Un jour, un homme qu'elle hait plus qu'aucun autre vient la voir et lui propose d'être libérée de sa prison si elle retrouve une petite fille disparue. Malgré ses réserves, elle finit par accepter. Toutefois, ses premières sorties dans un monde où elle est une étrangère indésirable, lui permettent de vérifier que sa mission est sans espoir. Elle va continuer d'essayer, toutefois. Certains de ses co-détenus peuvent avoir des contacts utiles à l'extérieur, et Alexander Price, cet ennemi connu depuis toujours, souhaite vraiment qu'elle réussisse. C'est ainsi qu'elle arrive à Emily Knox.

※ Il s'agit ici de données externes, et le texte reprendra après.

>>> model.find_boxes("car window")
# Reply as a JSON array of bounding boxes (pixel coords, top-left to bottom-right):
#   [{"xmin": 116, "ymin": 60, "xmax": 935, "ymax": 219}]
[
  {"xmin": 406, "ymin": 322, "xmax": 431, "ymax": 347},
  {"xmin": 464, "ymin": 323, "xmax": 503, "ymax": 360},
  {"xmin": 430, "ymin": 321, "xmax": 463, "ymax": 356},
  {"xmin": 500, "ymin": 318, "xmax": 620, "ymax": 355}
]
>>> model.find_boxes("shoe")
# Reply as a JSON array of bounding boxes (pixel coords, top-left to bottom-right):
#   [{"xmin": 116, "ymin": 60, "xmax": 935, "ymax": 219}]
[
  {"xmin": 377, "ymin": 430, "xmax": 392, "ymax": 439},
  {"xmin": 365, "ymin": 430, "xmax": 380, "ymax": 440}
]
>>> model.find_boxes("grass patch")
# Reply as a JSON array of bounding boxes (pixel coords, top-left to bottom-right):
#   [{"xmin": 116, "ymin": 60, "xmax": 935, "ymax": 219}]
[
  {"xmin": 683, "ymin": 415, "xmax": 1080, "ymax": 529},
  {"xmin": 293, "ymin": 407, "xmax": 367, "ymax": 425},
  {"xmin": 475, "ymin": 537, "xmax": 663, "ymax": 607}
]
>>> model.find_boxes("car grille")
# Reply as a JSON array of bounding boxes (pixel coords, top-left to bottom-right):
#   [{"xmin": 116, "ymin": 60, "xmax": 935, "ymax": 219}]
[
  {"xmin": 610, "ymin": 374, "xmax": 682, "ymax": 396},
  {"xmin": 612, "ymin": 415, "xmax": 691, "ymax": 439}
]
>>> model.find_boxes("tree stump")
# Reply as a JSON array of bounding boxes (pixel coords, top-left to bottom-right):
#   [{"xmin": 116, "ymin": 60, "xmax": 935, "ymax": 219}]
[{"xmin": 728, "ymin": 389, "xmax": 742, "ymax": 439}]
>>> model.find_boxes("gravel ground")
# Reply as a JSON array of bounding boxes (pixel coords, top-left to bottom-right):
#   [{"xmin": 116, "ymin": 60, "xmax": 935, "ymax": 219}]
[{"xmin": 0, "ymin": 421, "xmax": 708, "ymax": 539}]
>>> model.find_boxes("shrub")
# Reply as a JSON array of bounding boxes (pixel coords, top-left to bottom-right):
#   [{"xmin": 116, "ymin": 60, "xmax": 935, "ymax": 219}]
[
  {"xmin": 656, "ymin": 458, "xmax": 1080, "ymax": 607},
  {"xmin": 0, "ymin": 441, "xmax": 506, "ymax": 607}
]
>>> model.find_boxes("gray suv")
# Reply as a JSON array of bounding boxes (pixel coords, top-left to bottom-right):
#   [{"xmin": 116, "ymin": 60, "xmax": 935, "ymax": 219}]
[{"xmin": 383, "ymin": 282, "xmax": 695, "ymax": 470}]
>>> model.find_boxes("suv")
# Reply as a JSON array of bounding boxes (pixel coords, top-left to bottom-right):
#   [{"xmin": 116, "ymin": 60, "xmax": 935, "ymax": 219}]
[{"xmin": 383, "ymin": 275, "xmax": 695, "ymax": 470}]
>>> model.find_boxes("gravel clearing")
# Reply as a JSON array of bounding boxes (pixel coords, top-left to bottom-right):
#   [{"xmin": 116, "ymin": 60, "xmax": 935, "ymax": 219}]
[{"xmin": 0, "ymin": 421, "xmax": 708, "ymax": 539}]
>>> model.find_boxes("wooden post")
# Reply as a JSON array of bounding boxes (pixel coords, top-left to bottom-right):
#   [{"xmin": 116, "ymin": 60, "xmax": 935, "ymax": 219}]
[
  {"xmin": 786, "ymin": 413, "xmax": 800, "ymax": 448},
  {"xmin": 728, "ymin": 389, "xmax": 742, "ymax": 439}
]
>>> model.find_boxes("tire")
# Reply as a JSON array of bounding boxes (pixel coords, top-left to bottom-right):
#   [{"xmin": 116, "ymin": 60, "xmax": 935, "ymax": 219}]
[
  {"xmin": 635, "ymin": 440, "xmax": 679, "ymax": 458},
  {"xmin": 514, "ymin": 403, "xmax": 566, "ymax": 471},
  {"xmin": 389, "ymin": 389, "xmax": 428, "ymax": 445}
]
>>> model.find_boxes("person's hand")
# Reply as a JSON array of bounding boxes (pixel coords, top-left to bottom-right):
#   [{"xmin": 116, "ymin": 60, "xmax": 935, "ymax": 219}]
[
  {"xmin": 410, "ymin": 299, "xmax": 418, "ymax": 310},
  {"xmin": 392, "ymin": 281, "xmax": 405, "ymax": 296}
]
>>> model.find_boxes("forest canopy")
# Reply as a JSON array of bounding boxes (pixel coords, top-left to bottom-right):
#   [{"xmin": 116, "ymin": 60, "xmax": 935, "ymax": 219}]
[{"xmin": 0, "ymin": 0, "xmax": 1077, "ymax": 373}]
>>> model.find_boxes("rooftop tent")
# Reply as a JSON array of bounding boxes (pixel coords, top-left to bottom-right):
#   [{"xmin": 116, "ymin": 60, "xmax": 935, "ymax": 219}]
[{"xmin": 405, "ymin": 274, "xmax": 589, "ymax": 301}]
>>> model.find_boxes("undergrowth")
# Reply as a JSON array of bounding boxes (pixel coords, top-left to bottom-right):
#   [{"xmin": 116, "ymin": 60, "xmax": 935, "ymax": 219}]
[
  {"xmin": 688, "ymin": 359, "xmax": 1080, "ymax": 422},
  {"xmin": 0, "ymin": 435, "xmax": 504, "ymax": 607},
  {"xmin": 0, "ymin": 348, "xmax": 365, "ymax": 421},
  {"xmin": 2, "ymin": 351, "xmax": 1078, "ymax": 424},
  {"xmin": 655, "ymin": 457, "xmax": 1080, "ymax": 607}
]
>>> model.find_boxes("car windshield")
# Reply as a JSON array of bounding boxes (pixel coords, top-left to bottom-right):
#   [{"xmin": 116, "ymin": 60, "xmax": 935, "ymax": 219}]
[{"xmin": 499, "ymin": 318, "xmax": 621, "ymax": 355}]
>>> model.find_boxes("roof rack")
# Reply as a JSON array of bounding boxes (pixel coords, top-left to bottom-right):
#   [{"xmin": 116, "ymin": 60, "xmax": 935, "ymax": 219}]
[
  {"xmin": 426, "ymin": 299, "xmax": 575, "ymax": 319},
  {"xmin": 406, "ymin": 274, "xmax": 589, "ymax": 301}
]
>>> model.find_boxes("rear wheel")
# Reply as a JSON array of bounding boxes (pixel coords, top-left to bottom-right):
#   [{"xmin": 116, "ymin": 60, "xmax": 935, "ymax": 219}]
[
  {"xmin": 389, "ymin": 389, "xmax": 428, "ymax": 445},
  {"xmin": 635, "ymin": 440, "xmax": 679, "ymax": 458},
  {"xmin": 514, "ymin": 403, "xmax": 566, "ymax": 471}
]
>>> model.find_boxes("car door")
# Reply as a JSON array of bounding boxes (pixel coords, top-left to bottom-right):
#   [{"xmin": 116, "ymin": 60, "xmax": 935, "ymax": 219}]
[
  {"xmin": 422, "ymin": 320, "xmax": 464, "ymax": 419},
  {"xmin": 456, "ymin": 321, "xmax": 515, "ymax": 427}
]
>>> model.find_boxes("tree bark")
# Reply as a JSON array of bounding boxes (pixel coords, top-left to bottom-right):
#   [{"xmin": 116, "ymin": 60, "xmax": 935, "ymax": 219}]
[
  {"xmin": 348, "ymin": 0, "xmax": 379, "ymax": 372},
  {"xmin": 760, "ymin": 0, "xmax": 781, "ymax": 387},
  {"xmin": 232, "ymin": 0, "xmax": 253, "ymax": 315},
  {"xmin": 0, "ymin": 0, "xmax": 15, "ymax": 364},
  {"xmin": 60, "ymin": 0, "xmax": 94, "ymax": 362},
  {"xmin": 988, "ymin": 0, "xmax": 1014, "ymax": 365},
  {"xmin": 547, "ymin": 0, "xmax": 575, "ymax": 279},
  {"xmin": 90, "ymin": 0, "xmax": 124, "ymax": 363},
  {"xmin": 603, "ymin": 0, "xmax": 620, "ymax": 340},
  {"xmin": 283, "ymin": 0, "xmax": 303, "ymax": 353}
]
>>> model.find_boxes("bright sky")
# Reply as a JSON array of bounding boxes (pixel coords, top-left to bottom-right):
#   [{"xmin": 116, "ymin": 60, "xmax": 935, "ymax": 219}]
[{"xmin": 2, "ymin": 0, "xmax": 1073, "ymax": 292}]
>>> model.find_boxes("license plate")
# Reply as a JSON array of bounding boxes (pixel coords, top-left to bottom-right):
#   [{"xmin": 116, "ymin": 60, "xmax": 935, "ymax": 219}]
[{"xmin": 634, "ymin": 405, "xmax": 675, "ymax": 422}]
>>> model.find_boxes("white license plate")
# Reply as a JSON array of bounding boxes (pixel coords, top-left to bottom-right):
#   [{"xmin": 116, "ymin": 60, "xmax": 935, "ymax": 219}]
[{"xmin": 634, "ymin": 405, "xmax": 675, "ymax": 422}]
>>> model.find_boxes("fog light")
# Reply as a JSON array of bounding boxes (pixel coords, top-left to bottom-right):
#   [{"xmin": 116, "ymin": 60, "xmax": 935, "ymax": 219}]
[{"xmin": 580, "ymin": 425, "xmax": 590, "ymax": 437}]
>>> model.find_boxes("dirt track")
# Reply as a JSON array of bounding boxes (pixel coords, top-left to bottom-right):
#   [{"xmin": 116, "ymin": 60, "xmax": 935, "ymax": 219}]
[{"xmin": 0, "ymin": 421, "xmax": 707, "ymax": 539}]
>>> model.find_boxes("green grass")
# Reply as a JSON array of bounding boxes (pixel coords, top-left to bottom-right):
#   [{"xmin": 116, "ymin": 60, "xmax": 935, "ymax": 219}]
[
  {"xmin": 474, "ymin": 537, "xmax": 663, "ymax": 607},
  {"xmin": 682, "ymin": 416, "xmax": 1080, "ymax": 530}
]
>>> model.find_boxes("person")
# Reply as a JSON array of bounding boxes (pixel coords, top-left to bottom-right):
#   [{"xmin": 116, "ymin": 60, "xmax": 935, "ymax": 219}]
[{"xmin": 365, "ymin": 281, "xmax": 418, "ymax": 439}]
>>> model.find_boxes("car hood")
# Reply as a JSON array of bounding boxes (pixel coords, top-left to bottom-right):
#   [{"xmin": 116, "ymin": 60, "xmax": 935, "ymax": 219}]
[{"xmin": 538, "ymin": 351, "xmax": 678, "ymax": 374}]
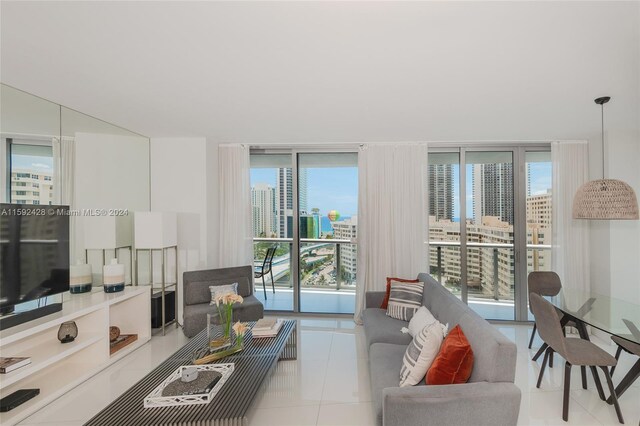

Le point de départ est intéressant, car situé dix ans après la chute d'un régime totalitaire. Cet intervalle de temps a permis à un nouveau système de se mettre en place, avec ses propres failles, et ses propres opposants. Mais il est assez réduit pour que les gens qui ont vécu les évènements se souviennent, pour la plupart. Habilement, l'autrice montre le passé de cette population par l'intermédiaire de la réaction des gens à Sonya, le visage évident de "l'ancien régime".
C'est d'autant plus facile, et d'une certaine façon justifié, que Sonya n'a pas changé. Le monde a évolué sans elle, qui est restée dans une bulle peuplée de gens qui comme elle, et plus encore qu'elle puisqu'elle fait partie des plus jeunes, étaient "du côté du manche" sous la Délégation. Par ailleurs, la vie dans l'Objectif est difficile, ou du moins rudimentaire, privée de presque tout, et une vie orientée vers la survie matérielle n'est pas forcément propice à l'évolution philosophique. Enfin, Sonya a toujours su qu'elle ne quitterait jamais sa prison, il était donc plus sensé de bien s'entendre avec ses co-détenus qu'à chercher à s'écarter de leurs valeurs, si même elle avait pu penser devoir le faire.
Toutefois elle a acquis des compétences pendant cette décennie. Sans compter que l'Objectif étant un lieu dangereux, elle s'est endurcie, et est devenue beaucoup plus capable de se défendre. Tout cela va lui servir dans la démarche qu'elle a entreprise, et dont elle va se rendre compte assez vite qu'elle dérange dans les hautes sphères du Triumvirat, le nouveau régime.
La progression de l'intrigue est bien maîtrisée. L'autrice nous montre l'évolution du personnage principal entre autres par le changement de son rapport à la Perception, l'implant oculaire qu'elle considérait comme un ami et un confident dans son enfance, dont elle s'est sentie privée quand il a été désactivé, comme ceux de tout le monde au changement de régime, et qui est devenu le moyen de la surveiller. On voit donc les deux faces de ces technologies qui nous promettent que "nous ne serons plus jamais seuls".
Sonya n'est pas quelqu'un de facile à aimer, mais elle est plus complexe que ce visage en deux dimensions qu'on voit au début de l'histoire, ce qui la rend attachante. Les personnages de Naomi Proctor et Emily Knox, inséparables comme les faces opposées d'une pièce de monnaie, posent les questions des modalités, techniques et morales, d'une surveillance totale. Certains personnages secondaires sont aussi présents et prégnants que des fantômes, comme les secrets qu'ils portaient, August Kantor en étant l'exemple type.
Certes, ce roman à la fin ouverte ne plaira pas à tout le monde, et ceux qui cherchent une dystopie bien tranchée avec plein d'action seront très probablement déçus. Il porte toutefois à réfléchir, tout en se révélant un vrai "page turner", en somme une bonne lecture, entre distraction et réflexion.